Eurasia has gained prominence since India has sought to accelerate connectivity with this region. Eurasia forms an integral part of India’s extended neighbourhood engagement along with Central Asia. Through the International North-South Transport Corridor (INSTC), India is taking steps to connect with Europe through Iran, Central Asia and Eurasia. As members of the INSTC, it is imperative for India and Armenia to increase their areas of cooperation. 

In case of Latin America, India’s relations with the region have remained underdeveloped. Only in the past decade, India has concentrated on strengthening its ties with Latin America. India enjoys an advantage in the sense that although the region received less attention from India’s political dispensation, Indian companies have deep economic ties with the Latin American countries. Both India and Argentina are members of the G-20. Now with the defence exports, the bilateral relations between India and Latin America could be expected to strengthen further. 
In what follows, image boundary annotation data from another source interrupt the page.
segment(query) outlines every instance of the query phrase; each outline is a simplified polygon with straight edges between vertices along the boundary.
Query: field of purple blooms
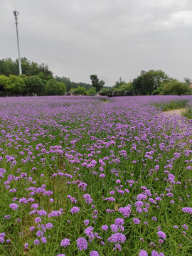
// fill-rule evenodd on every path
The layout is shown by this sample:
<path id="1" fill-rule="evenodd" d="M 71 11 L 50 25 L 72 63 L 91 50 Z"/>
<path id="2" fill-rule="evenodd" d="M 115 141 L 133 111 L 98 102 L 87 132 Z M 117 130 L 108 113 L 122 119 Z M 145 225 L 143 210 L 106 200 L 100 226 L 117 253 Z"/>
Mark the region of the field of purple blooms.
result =
<path id="1" fill-rule="evenodd" d="M 0 98 L 0 255 L 192 255 L 192 96 Z"/>

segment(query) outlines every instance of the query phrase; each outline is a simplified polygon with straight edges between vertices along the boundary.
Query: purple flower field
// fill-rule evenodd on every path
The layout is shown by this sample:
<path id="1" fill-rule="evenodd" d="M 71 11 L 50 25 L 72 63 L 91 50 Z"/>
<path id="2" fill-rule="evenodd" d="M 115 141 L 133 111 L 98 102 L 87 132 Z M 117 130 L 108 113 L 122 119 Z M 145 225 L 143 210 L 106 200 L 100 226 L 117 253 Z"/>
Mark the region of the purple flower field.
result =
<path id="1" fill-rule="evenodd" d="M 0 255 L 192 255 L 192 96 L 0 98 Z"/>

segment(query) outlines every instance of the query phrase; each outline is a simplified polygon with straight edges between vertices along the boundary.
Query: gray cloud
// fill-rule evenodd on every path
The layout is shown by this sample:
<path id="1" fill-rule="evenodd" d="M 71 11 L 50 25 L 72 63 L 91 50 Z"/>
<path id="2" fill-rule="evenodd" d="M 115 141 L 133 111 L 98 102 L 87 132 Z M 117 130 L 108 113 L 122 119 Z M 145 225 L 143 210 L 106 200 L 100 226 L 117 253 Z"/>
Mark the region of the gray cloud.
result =
<path id="1" fill-rule="evenodd" d="M 17 58 L 13 11 L 19 12 L 22 56 L 55 75 L 109 85 L 142 70 L 192 78 L 191 0 L 1 0 L 0 58 Z"/>

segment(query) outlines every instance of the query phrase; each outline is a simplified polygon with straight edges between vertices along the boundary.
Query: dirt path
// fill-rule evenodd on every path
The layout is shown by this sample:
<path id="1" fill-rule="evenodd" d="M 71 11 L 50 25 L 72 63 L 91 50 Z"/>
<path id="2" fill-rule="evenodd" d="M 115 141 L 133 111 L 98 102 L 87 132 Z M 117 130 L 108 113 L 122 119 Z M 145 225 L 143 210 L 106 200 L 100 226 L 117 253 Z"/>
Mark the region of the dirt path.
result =
<path id="1" fill-rule="evenodd" d="M 167 115 L 169 115 L 169 114 L 181 115 L 181 114 L 183 112 L 184 112 L 186 110 L 186 108 L 183 107 L 183 108 L 181 108 L 181 109 L 178 109 L 178 110 L 165 111 L 163 113 L 164 114 L 167 114 Z"/>

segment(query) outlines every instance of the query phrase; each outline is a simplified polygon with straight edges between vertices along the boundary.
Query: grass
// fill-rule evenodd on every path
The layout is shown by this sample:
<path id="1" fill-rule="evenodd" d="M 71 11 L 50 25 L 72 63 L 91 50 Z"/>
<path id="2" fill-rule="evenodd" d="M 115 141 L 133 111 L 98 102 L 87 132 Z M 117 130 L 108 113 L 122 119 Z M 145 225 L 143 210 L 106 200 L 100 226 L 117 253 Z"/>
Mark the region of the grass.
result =
<path id="1" fill-rule="evenodd" d="M 22 107 L 1 107 L 0 237 L 4 233 L 5 241 L 0 243 L 1 255 L 82 256 L 97 251 L 100 256 L 138 256 L 140 250 L 149 255 L 153 250 L 165 256 L 191 255 L 191 215 L 182 211 L 192 207 L 191 124 L 178 134 L 179 117 L 158 119 L 153 106 L 144 108 L 137 97 L 132 99 L 109 106 L 100 99 L 65 105 L 63 98 L 55 97 L 53 102 L 48 98 L 46 107 L 40 100 Z M 140 194 L 146 198 L 137 207 Z M 32 201 L 19 202 L 23 198 Z M 10 208 L 12 203 L 17 210 Z M 124 217 L 119 210 L 127 205 L 131 213 Z M 80 210 L 72 214 L 74 206 Z M 46 212 L 40 216 L 41 225 L 35 221 L 40 210 Z M 53 210 L 58 215 L 50 215 Z M 124 223 L 112 232 L 117 218 Z M 48 223 L 53 228 L 45 229 Z M 85 233 L 89 226 L 93 240 Z M 166 235 L 163 242 L 157 235 L 160 229 Z M 43 231 L 46 244 L 38 230 Z M 122 251 L 108 240 L 113 233 L 126 237 L 119 242 Z M 76 242 L 80 237 L 87 242 L 81 251 Z M 70 243 L 66 247 L 60 246 L 65 238 Z M 36 239 L 39 245 L 34 245 Z"/>
<path id="2" fill-rule="evenodd" d="M 188 100 L 171 100 L 168 102 L 153 103 L 156 107 L 160 108 L 162 111 L 177 110 L 186 106 Z"/>

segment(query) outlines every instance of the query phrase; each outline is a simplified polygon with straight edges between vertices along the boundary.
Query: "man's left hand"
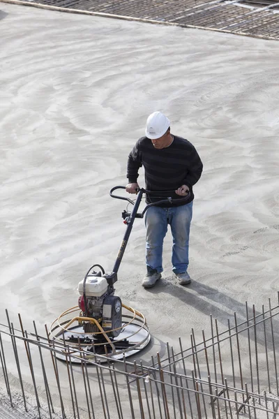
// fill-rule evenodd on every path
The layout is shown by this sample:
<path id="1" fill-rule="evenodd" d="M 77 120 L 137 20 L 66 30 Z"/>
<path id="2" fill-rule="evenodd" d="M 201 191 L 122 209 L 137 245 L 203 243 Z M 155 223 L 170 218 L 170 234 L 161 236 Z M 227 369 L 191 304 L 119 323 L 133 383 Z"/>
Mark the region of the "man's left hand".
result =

India has focused approach to engage with Southeast Asia. India formulated Look East Policy in 1992 and was later converted into Act East Policy in 2014 to consolidate ties with the region. However, India’s ties with the Southeast Asian countries (the 10 members of ASEAN) remain unequal. The Philippines is one of the countries in Southeast Asia with which India’s engagements remain limited. Southeast Asia as a part of Indo-Pacific is important for India as it seeks to counter China’s influence. It is imperative for India to foster strong ties with the region to further the goal of rules-based order and free and open Indo-Pacific. Defence deal with the Philippines is an important step in this direction.  

Resetting ties with Egypt

Apart from being home to two of the oldest civilizations in the world, India and Egypt have shared common interests in the colonial and post-colonial era as well. Both the countries were colonies of Britain. Leaders of India’s independence movement, particularly Jawaharlal Nehru, championed the cause of freedom of all the colonized nations and had contacts with Egypt long before both the countries gained independence. Later as independent nations in a bi-polar world order, Nehru as India’s first prime minister and Gamel Abdel Nasser, as Egypt’s president became the leading advocates of Non-Aligned Movement. Nasser was a supporter of Pan-Arabism as well and during his presidency Egypt enjoyed a leadership position in the Arab world. 

While India maintained steady ties with Egypt, the latter lost its leading status in the Arab world as Saudi Arabia and the UAE gained prominence, primarily due to their major oil producing capacities. Also employment opportunities and oil supply from Saudi Arabia and the UAE resulted in India’s proximity with these two countries more than Egypt during the 1980s and 1990s. 

However, as India strategically aligns its foreign policy to the emerging geopolitical landscape, Egypt is increasingly becoming an important power for India to engage with in a renewed manner. Recently, India and Egypt are focusing on strengthening engagements in the areas of defence and security. These include defence exports, defence collaborations and joint exercises between the Air Forces and Navies of both the countries. 

As India seeks to expand its footprint in the western Indian Ocean, ties with Egypt would push India’s strategic objective. Egypt with its unique location encompassing various geographies and regional identities such as a country in the Mediterranean, as a gateway to Africa and as an Arab country is a valuable partner for India to engage with all these regions. 

With strides in defence manufacturing India is gradually seeking to reduce dependence on defence imports. On the other hand, defence exports are playing an important role of addressing the gaps in India’s foreign engagements.

[BrahMos supersonic cruise missile. Image credit: Ministry of Defence, GODL-India, via Wikimedia Commons]

The views and opinions expressed in this article are those of the author.